Charles LeClaire-USA TODAY Sports

For better or worse, Duke has become a one-and-done program.

Coach Mike Krzyzewski’s commitment to the one-and-done model has been dated to the 2011 season and the arrival of Kyrie Irving. He wasn’t Duke’s first one-and-done (that would be Corey Maggette in 1999) or even the second (Luol Deng in 2004), but he was the first player specifically recruited with the expectation that he would be a one-and-done player. Austin Rivers followed a year later and after a one-year gap, Jabari Parker followed the one-and-done path.

But those teams in the early part of the decade were not really one-and-done teams. Each included just one one-and-done player. The model changed in 2014-15, when Duke started three freshmen. Only Jahlil Okafor was expected to be a one-and-done, but that team was so successful that Justise Winslow and Tyus Jones elected to go pro after one season.

For the last four seasons, the Blue Devils have been heavily freshman-oriented. Last year, Krzyzewski started four freshmen most of the season, All four elected to go pro after one season, leaving a huge void in the Blue Devil roster. Krzyzewski will fill that void with four new freshmen – all prospective one-and-done candidates.
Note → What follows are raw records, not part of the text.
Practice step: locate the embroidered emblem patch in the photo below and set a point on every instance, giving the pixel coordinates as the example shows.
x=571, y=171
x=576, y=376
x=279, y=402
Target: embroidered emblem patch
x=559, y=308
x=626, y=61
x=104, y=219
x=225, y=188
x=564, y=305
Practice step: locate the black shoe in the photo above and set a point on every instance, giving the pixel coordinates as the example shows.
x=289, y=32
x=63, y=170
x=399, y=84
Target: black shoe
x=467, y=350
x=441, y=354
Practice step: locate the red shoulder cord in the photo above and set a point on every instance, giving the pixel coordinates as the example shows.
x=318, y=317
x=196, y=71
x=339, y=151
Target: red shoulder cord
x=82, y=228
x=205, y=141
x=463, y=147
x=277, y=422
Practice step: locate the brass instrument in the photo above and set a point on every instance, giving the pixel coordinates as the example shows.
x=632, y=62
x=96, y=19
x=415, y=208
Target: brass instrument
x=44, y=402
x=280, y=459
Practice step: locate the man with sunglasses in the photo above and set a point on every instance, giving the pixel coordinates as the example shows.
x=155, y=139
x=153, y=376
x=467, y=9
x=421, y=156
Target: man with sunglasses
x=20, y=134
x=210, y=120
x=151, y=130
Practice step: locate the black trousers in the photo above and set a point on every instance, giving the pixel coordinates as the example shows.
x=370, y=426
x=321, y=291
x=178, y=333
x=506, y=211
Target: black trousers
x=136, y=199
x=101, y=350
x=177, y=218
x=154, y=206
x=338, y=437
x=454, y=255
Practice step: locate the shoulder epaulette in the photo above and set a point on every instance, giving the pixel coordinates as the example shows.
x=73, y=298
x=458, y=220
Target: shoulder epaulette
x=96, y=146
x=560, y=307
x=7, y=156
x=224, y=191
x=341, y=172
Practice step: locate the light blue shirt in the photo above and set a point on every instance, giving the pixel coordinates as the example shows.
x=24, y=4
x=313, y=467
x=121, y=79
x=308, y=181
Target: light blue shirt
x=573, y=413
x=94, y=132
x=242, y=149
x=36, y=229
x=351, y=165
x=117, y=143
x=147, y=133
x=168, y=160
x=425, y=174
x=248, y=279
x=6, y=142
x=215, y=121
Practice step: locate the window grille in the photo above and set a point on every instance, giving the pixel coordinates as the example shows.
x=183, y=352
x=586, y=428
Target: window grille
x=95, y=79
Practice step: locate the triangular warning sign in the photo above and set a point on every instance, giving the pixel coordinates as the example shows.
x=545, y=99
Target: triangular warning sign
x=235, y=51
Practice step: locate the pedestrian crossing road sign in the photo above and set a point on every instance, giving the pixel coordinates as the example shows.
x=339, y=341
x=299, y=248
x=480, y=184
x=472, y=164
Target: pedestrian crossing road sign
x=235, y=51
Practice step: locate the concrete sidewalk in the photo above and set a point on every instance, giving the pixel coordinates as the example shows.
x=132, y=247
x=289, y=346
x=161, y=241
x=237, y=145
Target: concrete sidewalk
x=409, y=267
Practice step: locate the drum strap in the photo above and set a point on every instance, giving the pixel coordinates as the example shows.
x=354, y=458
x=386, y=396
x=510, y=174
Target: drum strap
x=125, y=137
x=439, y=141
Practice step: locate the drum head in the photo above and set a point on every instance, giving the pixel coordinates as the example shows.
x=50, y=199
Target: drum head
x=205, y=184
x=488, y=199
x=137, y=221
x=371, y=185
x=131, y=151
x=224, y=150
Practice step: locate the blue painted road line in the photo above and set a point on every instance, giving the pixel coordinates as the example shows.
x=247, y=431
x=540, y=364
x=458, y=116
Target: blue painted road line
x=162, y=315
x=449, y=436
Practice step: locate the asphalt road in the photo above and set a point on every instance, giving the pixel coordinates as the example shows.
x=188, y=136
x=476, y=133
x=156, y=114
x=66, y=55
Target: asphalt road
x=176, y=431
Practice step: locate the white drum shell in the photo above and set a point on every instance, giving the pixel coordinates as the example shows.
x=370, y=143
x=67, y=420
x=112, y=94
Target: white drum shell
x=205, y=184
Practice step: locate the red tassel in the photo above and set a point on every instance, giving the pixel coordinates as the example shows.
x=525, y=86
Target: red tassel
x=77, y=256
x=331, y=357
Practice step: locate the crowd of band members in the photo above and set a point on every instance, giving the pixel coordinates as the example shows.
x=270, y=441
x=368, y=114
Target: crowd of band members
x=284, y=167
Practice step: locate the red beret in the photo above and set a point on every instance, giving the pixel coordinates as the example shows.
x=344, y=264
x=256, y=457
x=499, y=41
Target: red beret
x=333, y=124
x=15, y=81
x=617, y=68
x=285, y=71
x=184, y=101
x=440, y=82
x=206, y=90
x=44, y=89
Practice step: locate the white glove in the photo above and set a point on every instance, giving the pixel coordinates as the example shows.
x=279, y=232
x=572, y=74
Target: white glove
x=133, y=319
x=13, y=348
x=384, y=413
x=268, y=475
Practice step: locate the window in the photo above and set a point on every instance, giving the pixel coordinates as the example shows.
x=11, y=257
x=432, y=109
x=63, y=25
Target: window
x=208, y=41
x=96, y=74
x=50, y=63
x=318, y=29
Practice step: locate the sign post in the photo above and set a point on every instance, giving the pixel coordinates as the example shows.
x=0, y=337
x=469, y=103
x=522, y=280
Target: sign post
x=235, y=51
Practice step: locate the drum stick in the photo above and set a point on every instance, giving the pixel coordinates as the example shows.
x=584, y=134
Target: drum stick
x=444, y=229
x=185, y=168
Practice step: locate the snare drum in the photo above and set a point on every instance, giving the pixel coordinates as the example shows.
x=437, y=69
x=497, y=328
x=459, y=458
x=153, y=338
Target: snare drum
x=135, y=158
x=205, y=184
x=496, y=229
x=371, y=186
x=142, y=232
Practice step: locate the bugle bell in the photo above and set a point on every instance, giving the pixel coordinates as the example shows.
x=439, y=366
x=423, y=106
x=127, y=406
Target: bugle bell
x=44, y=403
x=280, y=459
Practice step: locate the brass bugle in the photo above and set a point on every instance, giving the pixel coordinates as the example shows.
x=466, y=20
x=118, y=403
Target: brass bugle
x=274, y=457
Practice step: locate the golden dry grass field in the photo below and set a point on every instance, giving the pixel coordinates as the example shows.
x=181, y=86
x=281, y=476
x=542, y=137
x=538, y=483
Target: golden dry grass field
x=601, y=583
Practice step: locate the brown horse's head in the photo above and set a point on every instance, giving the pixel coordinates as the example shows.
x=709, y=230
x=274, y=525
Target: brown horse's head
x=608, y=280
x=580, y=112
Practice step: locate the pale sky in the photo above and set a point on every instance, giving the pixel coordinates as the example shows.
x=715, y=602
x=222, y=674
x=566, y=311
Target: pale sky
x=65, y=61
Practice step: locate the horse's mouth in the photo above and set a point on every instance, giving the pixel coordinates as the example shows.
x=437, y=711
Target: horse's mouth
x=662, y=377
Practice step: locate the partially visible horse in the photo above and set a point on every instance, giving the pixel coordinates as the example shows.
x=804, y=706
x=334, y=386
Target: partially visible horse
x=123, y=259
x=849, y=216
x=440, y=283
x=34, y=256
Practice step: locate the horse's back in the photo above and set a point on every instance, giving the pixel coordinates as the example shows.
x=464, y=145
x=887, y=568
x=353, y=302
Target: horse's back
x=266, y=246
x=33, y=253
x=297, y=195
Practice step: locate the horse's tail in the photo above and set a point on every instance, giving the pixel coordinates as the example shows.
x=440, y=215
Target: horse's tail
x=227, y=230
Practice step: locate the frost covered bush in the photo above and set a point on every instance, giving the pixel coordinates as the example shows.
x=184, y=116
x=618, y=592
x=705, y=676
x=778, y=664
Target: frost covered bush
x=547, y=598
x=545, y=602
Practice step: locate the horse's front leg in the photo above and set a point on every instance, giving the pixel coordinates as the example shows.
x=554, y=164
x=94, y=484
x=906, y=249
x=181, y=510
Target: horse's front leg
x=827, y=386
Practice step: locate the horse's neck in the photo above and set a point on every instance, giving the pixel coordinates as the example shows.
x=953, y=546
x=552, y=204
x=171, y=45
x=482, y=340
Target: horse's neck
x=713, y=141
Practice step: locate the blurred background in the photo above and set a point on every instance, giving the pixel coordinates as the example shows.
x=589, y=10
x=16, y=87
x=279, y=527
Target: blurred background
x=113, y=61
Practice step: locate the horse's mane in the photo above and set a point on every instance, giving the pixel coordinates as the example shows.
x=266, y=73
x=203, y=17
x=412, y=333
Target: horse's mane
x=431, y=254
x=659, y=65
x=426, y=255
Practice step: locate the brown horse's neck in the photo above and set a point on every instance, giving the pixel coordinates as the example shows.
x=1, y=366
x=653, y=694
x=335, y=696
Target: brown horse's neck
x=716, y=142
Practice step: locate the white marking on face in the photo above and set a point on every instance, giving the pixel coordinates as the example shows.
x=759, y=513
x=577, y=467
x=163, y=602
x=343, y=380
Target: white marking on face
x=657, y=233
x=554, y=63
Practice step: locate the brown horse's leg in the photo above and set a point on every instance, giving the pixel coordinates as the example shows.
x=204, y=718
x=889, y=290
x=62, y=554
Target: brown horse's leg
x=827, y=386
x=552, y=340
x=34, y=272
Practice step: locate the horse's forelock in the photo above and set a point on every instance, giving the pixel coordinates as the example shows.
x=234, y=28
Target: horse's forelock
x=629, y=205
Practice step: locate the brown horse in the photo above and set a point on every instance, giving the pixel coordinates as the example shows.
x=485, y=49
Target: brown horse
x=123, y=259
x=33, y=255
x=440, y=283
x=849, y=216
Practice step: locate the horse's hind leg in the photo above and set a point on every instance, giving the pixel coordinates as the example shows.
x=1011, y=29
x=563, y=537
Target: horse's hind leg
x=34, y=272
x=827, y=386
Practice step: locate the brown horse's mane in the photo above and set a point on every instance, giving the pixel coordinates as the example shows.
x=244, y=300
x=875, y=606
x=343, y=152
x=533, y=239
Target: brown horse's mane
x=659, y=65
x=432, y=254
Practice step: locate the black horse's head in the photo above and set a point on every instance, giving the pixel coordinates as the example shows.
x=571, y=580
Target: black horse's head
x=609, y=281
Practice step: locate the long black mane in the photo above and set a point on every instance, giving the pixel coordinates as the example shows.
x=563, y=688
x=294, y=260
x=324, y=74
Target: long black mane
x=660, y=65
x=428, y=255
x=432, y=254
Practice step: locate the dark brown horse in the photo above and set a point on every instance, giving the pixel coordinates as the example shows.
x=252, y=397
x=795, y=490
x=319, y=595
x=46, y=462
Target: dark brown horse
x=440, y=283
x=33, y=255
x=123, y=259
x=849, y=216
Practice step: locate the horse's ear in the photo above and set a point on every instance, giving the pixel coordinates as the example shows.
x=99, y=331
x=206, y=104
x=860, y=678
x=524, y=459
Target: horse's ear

That’s both good news and bad.

Let’s get the bad out of the way first. Next year’s team will almost certainly start four freshmen again with all the pitfalls that entails. The 2017-18 Blue Devils were the least experienced Duke team in history. Next year’s team will be even more inexperienced as senior Grayson Allen will be replaced with one of two juniors who have just limited playing time in their careers.

But that’s balanced with the good news.

This will be the best recruiting class -- on paper – in Duke history. In fact, it’s may very well be rated the best class in NCAA history.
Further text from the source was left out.